When setting treatment goals for individuals with type 2 diabetes, it is important to consider the person’s ability to comprehend the regimen and assess the risk for severe hypoglycemia. Consider as well other factors that may optimize or minimize the treatment’s benefit including: advanced age, end-stage renal disease (ESRD), advanced cardiovascular or cerebrovascular disease, or other co-morbidities that may lead to reduced life span.

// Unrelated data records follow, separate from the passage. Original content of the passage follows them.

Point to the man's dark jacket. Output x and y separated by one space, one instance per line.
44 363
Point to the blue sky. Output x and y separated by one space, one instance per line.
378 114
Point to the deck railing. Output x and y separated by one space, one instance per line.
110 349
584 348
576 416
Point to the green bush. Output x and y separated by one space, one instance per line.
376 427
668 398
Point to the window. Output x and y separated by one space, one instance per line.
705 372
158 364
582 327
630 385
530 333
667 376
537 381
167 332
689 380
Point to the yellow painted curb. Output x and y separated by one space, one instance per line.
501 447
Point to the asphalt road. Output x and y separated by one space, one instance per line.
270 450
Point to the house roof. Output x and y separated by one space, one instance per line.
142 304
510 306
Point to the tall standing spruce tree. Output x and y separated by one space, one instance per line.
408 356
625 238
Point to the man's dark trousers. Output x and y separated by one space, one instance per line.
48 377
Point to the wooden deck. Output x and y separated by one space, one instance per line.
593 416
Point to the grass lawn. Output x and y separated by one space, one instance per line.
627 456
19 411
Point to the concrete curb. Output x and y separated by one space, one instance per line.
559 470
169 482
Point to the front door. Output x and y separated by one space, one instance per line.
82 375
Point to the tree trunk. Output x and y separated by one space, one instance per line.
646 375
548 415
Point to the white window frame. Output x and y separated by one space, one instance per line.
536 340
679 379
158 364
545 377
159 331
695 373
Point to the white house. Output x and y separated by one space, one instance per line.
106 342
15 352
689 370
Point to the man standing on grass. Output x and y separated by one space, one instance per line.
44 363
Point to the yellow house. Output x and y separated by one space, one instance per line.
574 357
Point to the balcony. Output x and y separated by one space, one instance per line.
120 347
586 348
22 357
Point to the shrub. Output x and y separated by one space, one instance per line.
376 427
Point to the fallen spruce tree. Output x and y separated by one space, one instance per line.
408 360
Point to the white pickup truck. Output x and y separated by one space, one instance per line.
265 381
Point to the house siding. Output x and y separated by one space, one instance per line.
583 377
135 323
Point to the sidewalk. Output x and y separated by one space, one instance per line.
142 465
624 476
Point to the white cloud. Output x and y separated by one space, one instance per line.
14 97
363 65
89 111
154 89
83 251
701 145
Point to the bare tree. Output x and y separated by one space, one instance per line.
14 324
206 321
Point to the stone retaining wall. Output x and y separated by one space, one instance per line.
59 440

Achievement of normal or near normal blood glucose levels requires education in self-management techniques including:

• Self blood glucose monitoring
• Recognition, treatment, and prevention of hypoglycemia
• Prevention, early detection, and treatment of chronic complications
• Medical nutrition therapy
• Regular physical activity
• Reinforcement and continuing education

For individuals who have been unable to achieve optimal blood glucose control through dietary changes and regular physical activity, the use of a single antidiabetic oral agent is recommended. Sulfonylureas, metformin, meglitinides, alpha glucosidase inhibitors, and thiazolidinediones are all approved by the U.S. Food and Drug Administration (FDA) for monotherapy. The choice of a particular agent must depend however, on the individual’s characteristics. See the original guideline document for an algorithm to assist in the choice of a pharmaceutical agent.

In case of monotherapy failure, combination therapies may be attempted. If, despite the use of oral agent combination therapy glycemic control is not achieved or maintained, insulin must be used, either alone or in combination with an indicated oral drug regimen. The total daily insulin doses range from 0.4-1.2 U/kg/day. Please be aware that in insulin resistant patients, doses of > 1.5 U/kg/day may be required.

Choice of specific agents should be based on self-monitoring of blood glucose (SMBG) profiles and physician preference. Remember to evaluate the patient’s cardiac, renal, and hepatic function as appropriate for each oral agent. The choice of an additional agent depends on the patient’s SMBG patterns and clinical scenario. See the original guideline document for an algorithm on combination therapy in type 2 diabetes.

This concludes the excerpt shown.